Updating a defense classic for machine-speed cyber protection

Guest written by Amit Roy, executive vice president and regional head for EMEA at Paladion.

Amit Roy, executive vice president and regional head for EMEA at Paladion

Effective cyber defense today needs lightning fast intelligence and rapid remediation. Attackers are now much faster and smarter than before. Enterprises can no longer take months, weeks, or even days to understand if attacks are in progress and what to do about them. It may be surprising therefore to know that a classic military concept from the last century is still an excellent basis for next generation cyber protection. The OODA (observe-orient-decide-act) loop was defined by Col John Boyd in 1950s as a process for reacting intelligently to any stimulus, including attacks and threats. OODA’s principles are as relevant today as they were at its inception. Applied in new approaches of managed detection and response (MDR) and machine learning (ML), they can significantly lower security risks and improve security postures.

Meet OODA!

How OODA is adopted in Traditional SOCs and Paladion’s CyberActive MDR service:

How New Cyber Defense Methods Make Better Use of OODA

Both traditional and next generation cyber defense use OODA to put their protection into action, but in different ways. Conventional cyber defense, like that of managed security service providers (MSSPs), often focuses on log data, whereas Paladion’s CyberActive MDR extends to end-point data, user data, network flows, and more. Where an MSSP then works with set rules and policies to pick out threats, MDR broadens and deepens the analysis with data science. In the third step (decide), an MSSP may base its plans solely on individual threat alerts: in MDR, however, entire attack campaigns and kill chains may be addressed as well. Finally, where an MSSP may limit its actions to coordination of a response to a threat, MDR can go further to provide tailored instructions (playbooks) to enterprises to help them stop the current instance of the threat and prevent recurrences in the future.

Artificial Intelligence Helps Security Teams Work Better

Artificial intelligence (AI) working with human intelligence is a powerful and cost-effective way to improve cyber defense.
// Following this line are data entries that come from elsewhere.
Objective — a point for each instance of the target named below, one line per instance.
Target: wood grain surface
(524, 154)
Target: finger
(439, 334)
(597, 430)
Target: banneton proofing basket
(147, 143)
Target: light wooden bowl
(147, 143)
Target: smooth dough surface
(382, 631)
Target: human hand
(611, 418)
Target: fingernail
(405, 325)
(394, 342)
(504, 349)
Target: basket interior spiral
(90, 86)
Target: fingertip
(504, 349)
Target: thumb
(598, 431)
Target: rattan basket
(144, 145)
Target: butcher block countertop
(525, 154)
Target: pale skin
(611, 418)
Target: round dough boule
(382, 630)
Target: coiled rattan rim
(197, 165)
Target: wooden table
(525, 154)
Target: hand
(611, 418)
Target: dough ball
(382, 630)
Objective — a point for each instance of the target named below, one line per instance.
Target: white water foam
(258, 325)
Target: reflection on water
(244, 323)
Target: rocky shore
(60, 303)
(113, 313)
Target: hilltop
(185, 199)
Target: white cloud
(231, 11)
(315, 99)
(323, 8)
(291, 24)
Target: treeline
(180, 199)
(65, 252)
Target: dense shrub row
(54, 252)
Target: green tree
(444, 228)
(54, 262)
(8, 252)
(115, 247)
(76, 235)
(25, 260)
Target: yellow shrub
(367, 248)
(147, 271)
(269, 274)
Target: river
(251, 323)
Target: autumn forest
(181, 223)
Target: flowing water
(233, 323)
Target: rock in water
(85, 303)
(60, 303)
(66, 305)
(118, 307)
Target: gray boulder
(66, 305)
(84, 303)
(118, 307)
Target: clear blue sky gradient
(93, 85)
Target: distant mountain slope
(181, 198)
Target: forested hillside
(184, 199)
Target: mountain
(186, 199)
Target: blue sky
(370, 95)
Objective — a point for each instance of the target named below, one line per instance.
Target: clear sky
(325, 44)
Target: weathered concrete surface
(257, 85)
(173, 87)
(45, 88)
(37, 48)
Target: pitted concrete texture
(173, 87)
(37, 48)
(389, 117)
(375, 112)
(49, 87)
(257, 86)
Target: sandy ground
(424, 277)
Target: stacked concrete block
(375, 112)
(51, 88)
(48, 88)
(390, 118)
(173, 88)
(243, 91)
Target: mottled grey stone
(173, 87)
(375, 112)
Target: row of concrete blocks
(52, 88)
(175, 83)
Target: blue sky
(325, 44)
Machine learning (ML) is one of the branches of AI, and can be used to great effect in managed detection and response solutions. Our machine learning algorithms helps discover new attack models, as well as the most effective ways of combating them. As the term “machine learning” suggests, the machine learns from past data and new data, using big data management and processing techniques to sift through wide-ranging input to present its conclusions.

CyberActive MDR uses big data processing and is combined with a range of security data analytics to achieve the most effective ML capabilities. Indications of threats that might have been missed by traditional security approaches can be revealed in an advanced MDR solution by:

  • Managed endpoint threat analytics
  • Managed user behavior analytics (UBA)
  • Managed network threat analytics (NTA)
  • Managed application threat analytics (ATA)
  • Managed breach analytics.

With Paladion’s Managed Detection and Response service, identified threats can then be validated in minutes and containment and remediation organized within hours. By comparison, conventional cyber security approaches may take hours for validation and days for establishing a suitable plan, and it may still miss certain threats or combinations of threats that MDR can identify.

Detecting and Stopping Attacks Even Before They Happen

Our specialized MDR teams use these data analytics and machine learning resources and also push the boundaries of OODA even further to identify threats and attacks earlier – even to the point of tackling them before they happen. Commonly occurring attacks elsewhere can be assessed for the risk they pose to a specific organization and preventive measures taken. Likewise, attacks that have already been detected and remediated in one part of an organization can be prevented from happening elsewhere in the organization.

Thanks to the continuing application of OODA as part of advanced MDR strategies and technologies, end-user organizations can now be measurably more secure. In addition, rather than having to buy their own systems and hire in specialized staff, they can leverage MDR services like Paladion’s CyberActive MDR that are often both more effective and more affordable.